6. The method of claim 5, wherein:

the molar ratio of the aniline to the sodium nitrite to the sodium sulfite in the first step is 1:1-1.5: 2-4.5;

the molar ratio of the phenylhydrazine hydrochloride in the step II to the sodium 4-chloro-1-hydroxy-butane sulfonate is 1: 1-1.5;

and step three, the molar ratio of the salicylic acid derivative, the 1-ethyl- (3-dimethylaminopropyl) carbodiimide hydrochloride, the 1-hydroxybenzotriazole and the tryptamine hydrochloride is 1:1-2:1-2: 0.5-1.5.

7. The method of claim 6, wherein:

the molar ratio of the aniline, the sodium nitrite and the sodium sulfite in the first step is 1:1.05: 3;

the molar ratio of the phenylhydrazine hydrochloride in the step II to the sodium 4-chloro-1-hydroxy-butane sulfonate is 1: 1-1.2;

and step three, the molar ratio of the salicylic acid derivative, the 1-ethyl- (3-dimethylaminopropyl) carbodiimide hydrochloride, the 1-hydroxybenzotriazole and the tryptamine hydrochloride is 1:1-1.5:1-1.5: 0.8-1.2.

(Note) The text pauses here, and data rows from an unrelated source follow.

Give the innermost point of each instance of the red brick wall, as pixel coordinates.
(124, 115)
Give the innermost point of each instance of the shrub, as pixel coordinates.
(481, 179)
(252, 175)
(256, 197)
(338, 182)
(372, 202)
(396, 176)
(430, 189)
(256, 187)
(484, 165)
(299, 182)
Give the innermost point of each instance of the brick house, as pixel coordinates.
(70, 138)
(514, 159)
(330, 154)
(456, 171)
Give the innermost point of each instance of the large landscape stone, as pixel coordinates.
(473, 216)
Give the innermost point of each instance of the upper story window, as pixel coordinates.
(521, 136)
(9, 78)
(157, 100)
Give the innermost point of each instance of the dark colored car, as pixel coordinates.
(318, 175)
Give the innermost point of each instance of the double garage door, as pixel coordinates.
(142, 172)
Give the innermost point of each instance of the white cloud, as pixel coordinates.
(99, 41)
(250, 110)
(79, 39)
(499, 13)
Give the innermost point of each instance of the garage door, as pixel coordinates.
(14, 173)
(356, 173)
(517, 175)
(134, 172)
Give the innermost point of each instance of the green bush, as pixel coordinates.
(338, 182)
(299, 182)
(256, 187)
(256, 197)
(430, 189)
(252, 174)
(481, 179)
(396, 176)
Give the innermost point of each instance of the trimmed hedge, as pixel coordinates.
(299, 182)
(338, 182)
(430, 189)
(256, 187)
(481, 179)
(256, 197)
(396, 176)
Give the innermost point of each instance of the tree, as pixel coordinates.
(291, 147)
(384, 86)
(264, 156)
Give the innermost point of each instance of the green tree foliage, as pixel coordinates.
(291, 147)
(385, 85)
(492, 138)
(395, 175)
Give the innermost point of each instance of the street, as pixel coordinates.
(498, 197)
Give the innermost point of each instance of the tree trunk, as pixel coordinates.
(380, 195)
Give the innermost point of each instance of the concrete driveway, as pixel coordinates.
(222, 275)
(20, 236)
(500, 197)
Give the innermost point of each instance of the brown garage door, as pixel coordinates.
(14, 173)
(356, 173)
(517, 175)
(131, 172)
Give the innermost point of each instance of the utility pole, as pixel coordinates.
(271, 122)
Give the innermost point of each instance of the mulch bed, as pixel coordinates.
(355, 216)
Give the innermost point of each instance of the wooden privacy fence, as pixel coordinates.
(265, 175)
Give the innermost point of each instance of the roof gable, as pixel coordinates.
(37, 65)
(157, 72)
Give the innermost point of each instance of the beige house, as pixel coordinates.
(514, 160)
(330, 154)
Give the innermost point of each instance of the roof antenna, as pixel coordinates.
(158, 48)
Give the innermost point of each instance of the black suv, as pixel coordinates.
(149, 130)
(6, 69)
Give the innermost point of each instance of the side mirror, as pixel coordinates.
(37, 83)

8. A pharmaceutical composition comprising a compound of formula I as shown in any one of claims 1 to 4 or a pharmaceutically acceptable salt thereof, and a pharmaceutically acceptable carrier or excipient.

9. Use of a compound according to any one of claims 1 to 4 or a pharmaceutical composition according to claim 8 for the manufacture of a medicament for the treatment of gastric cancer.

10. The use of claim 9, wherein the medicament selectively inhibits gastric cancer MGC-803 cell line.